1) Training, especially technical training can be attractive for recruiting. So longer training that gets more civilian recognition actually has a benefit in getting butts in seats.
I agree and disagree. Training that gets people civilian equivalent qualifications is attractive. Long courses in and of themselves aren't. If in your first 5 years you can walk away with a civilian equivalent certification, but did it in three shorter courses, rather than all at once, it would likely make zero difference in the level of attractiveness of the occupation.
2) Longer initial training is cheaper. Counterintuitive. But with shorter courses there's more time at PAT platoon waiting for the next course. And then when trained, you're now sending them on TD at a high rank for more training.
On this point I completely disagree.
Shorter courses allow for more course starts in a year, as pointed out by
@McG. Recruiting intake isn't controlled by the schools, so a person can join after a long course starts, and have to wait for the current course to end before even being considered to be loaded on the following serial.

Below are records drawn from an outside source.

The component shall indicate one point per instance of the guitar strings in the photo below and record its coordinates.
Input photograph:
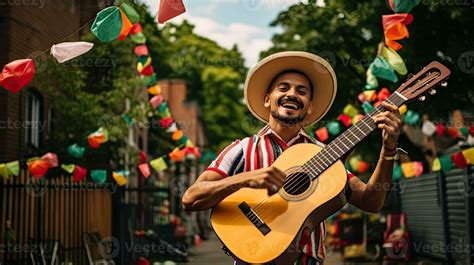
(298, 178)
(296, 182)
(291, 186)
(294, 187)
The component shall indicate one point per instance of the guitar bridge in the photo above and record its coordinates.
(254, 218)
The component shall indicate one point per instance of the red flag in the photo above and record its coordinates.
(170, 9)
(148, 71)
(141, 50)
(17, 74)
(145, 169)
(136, 28)
(38, 168)
(394, 27)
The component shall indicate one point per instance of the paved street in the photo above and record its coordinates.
(210, 253)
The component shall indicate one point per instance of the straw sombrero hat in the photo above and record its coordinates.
(318, 70)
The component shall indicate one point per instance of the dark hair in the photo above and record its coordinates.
(295, 72)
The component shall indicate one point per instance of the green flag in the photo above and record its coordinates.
(131, 13)
(68, 168)
(158, 164)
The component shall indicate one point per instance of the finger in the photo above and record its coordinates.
(397, 119)
(390, 107)
(386, 119)
(389, 129)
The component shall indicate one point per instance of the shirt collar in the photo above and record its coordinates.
(268, 131)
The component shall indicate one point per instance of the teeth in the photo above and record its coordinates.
(291, 106)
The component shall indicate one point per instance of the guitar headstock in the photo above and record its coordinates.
(427, 79)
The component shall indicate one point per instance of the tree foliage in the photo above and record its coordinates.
(347, 34)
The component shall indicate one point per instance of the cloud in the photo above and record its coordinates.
(250, 39)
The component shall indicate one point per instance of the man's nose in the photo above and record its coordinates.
(291, 92)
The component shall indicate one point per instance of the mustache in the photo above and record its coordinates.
(288, 99)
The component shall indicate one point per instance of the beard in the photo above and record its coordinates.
(287, 119)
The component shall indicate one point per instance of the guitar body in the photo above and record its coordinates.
(258, 229)
(288, 215)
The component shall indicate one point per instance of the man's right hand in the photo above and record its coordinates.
(270, 178)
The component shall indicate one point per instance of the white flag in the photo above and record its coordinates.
(69, 50)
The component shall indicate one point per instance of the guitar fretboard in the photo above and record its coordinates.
(348, 139)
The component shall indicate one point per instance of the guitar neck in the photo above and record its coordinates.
(349, 139)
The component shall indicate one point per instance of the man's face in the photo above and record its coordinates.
(289, 98)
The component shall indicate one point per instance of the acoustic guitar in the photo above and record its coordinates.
(256, 228)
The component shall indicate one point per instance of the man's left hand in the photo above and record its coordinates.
(390, 121)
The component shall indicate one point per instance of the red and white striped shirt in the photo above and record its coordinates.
(260, 151)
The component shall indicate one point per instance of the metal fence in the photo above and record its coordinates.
(46, 219)
(439, 208)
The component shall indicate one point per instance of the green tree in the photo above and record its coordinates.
(347, 34)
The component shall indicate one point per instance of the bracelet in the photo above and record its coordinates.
(390, 150)
(389, 158)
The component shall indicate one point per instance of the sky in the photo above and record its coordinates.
(228, 22)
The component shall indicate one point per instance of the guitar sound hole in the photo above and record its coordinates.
(297, 183)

Even if recruiting is planned for course starts, you still have issues with personnel being recoursed on basic, which can cause them to miss start dates. Now add in personnel who need to be recoursed on trades training, and it can become a far worse problem for generating PAT platoons with large numbers.
I was an instructor during the days of massive PAT platoons in places like Borden. The students that came through the school after a year on PAT were without exception terrible, and none that I recall stayed in much past their initial contract.
All this to say, I'm not opposed to high quality training that has civilian equivalent qualifications. I'm just opposed to front loading it with massive courses that teach a lot of classroom stuff, but leave people "qualified" to do a lot, but not realistically capable of doing much to the standard required of a trained _______.